Renault 5 revival to take on DS3?
Sat, 19 Mar 2011Renault 5 Turbo - perhaps the only remotely iconic R5
What have been the big successes in little cars in the past few years? Yep, recreations of bygone icons have wiped the floor with the opposition.
The MINI and the Fiat 500 have ruled the roost for those who seek style and cool to go with small, chic and cheap to run.
The one exception is the brilliant Citroen DS3, which has managed to out-cool and out-chic the MINI and the Fiat 500 without resorting to a style that’s a pastiche of a motoring icon. Mind you, Citroen still had to resort to reviving an iconic moniker to signal its intent.
And with fuel costs rising and eco-mentalists banging the doom-mongering drums, the flight to smaller cars is set to continue, even for those who could afford something bigger and flasher. And all car makers want a piece of that action if they can engineer it, particularly as purchase price is less important in a style-icon (which means bigger profits) than the cool factor.
So it seems that Renault are keen to revive the Renault 5 to do for Renault what the DS3 did for Citroen. Or at least they are according to Autocar, who think the Renault 5 (or R5 or even ‘Le Car’, if you’re American) is going to be dragged kicking and screaming in to the 21st century to give Renault back some cool.

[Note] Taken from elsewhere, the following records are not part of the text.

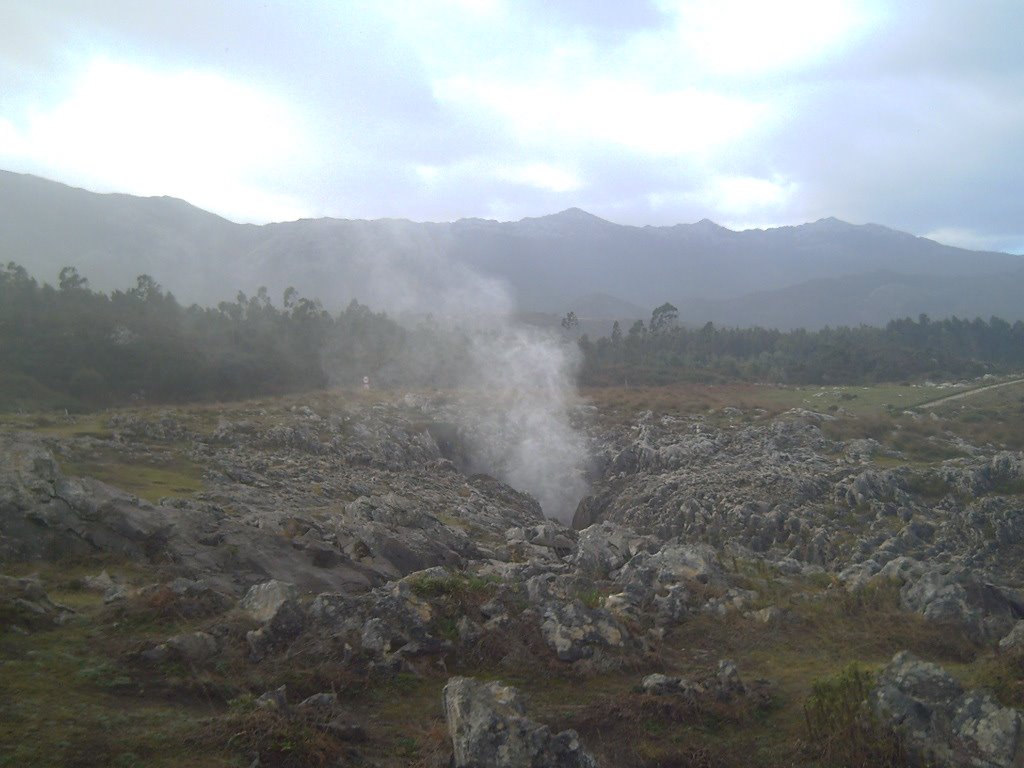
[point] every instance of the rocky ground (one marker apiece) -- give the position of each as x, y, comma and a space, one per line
321, 581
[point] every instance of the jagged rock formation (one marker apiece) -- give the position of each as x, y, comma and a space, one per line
941, 724
489, 729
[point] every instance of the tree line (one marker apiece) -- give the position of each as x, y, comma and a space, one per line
73, 347
662, 351
70, 346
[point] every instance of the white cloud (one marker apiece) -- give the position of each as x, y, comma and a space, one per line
963, 238
623, 114
192, 134
739, 37
542, 176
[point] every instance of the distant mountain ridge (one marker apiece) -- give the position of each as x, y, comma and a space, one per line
824, 272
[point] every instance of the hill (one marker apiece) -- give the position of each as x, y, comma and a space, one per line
816, 273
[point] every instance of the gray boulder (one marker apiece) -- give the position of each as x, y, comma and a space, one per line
262, 600
489, 729
941, 725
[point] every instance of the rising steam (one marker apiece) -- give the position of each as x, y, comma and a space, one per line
521, 434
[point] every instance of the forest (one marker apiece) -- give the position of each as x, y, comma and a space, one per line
70, 346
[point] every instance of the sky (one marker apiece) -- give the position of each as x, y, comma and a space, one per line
649, 112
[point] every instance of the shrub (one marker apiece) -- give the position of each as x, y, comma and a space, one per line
842, 729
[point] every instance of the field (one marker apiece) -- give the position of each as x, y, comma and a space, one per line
70, 696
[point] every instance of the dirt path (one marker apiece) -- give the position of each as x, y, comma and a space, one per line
961, 395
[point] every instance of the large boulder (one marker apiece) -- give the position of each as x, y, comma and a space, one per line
941, 725
489, 729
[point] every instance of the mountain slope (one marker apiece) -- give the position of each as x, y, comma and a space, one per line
548, 261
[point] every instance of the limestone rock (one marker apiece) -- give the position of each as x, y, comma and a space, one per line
489, 729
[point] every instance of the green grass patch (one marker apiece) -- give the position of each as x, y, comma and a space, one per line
151, 479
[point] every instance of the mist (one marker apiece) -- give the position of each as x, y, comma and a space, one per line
518, 382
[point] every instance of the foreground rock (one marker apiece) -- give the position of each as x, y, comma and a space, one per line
939, 723
489, 729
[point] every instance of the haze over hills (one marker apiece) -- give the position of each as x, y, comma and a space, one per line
825, 272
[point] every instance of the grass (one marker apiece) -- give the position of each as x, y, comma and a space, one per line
150, 479
73, 695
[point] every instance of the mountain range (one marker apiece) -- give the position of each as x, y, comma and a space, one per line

Except we think it’s just a punt by Autocar. We reckon you could lay a similar claim at any manufacturer’s door and have a fair chance of being right. They’d all love to re-invent a car from their history that would give them the same numbers as the MINI and the 500.
But you have to start with something that was cool in the first place. The Mini always was, the Fiat 500 was hugely loved and thought of as cute and the Citroen DS range was almost revered, especially in France.
But the Renault 5 was just…well, just the Renault 5 (except maybe the R5 Turbo). Ubiquitous, undeniable; Renault sold them by the shed-load. But much loved, fondly remembered and even remotely iconic? Not as far as we’re concerned.
Our money’s on a punt of a story on a slow news day.